My parents finally divorced when I was 13 years old and the abuse intensified during weekly custodial visits. In fact the abuse continued until I was well into my 30s, married and with a child. As the years passed, the secrecy I was carrying felt hypocritical because as a professional mental health practitioner, I was trained in the mandatory reporting abuse to the authorities and would do so when the occasion would arise in the course of my professional duties.

For not one moment in my life have I ever doubted that my father loved me, but I also and more importantly have had to acknowledge that he horribly exploited his position of power as a parent. I never confronted him during his lifetime and he passed away in 2015.
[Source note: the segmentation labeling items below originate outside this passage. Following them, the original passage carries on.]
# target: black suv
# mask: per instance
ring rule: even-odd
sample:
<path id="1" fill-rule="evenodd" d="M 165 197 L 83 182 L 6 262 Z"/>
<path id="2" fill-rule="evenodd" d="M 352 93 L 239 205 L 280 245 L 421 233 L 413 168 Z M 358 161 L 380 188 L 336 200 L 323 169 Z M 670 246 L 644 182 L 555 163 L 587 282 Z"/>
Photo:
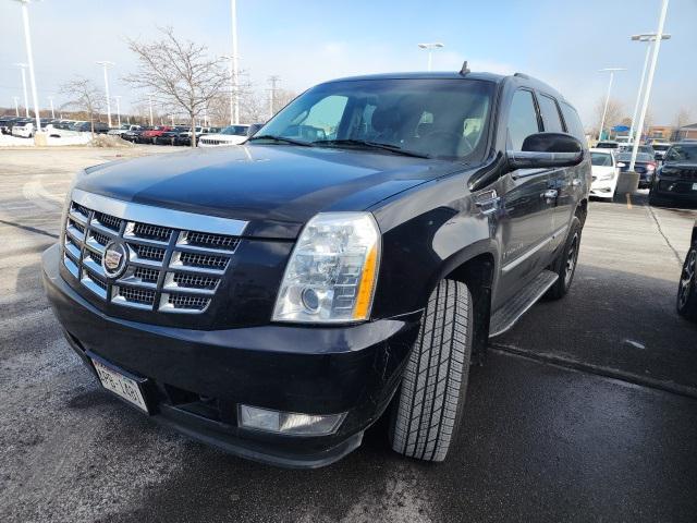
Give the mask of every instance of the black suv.
<path id="1" fill-rule="evenodd" d="M 697 205 L 697 142 L 673 144 L 663 157 L 651 191 L 651 205 Z"/>
<path id="2" fill-rule="evenodd" d="M 570 288 L 589 184 L 526 75 L 339 80 L 244 146 L 78 173 L 44 282 L 100 382 L 192 437 L 315 467 L 387 413 L 442 461 L 470 361 Z"/>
I was brought up and groomed to feel sorry for my father. I tried to remain strong and ambitious to carry on with my life. I had friends and did well in school. I distinctly remember never wanting to return home and would stay for entire weekends in the home of my best friend. I remember feeling physically self conscious, but never knew why. In fact I didn’t realize how psychologically damaged I was until decades later in the late 1990s. My father always acted as if he genuinely loved me, but as my parent’s marriage fell apart, I became his confidante. Understandably my father was devastated by my mother’s rejection and he was lonely. As I grew to be an older teen and young adult, I became aware that this grooming was a distraction from the fact that he was objectifying my body for his pleasure. With the help and support of my husband, safe people, my psychology training, a few decades of distance away from my father, and psychotherapy, I have worked hard to find the freedom from the confusion and entanglement of this highly upsetting situation.

Given my clinical psychology education in the 1970s, I was trained to use DSM which is the Diagnostic and Statistical Manual of Mental Health Disorders, a classification system of officially recognized disorders, published by the American Psychiatric Association. This manual is used by all mental health professionals to ensure uniformity of diagnosis. As I became well educated about personality structure, emotional functioning and anxiety disorders, I came to realize that my father had been suffering from a mental health condition revolving around a generalized anxiety disorder and a cluster of behavioural disorders associated with the impulse disorders, namely Compulsive Sexual Behaviour Disorder. This new-found knowledge provided a greater understanding into my father’s psychopathology, but I must confirm that no amount of compassion will ever exonerate him from his criminal wrongdoings. To this day I have to live with the fact that he had been committing an indictable offence for all those decades and it went unreported.

In 2002 I chose to tell a few family members and close friends about the abuse. I received loving support from everyone, but have never gone public until now. My attitude changed when I learned about the American #MeToo and #Time’s Up movements. The victim, the psychotherapist and the artist in me began to realize that if I was to support and encourage all sexual abuse victims to speak up, I would need to use my voice and my art to share my story.

I am writing this today in the hopes that anyone who reads this article, has had a similar experience and has never spoken up, will have the courage to do so. Please speak up, tell someone and receive professional help if you need to.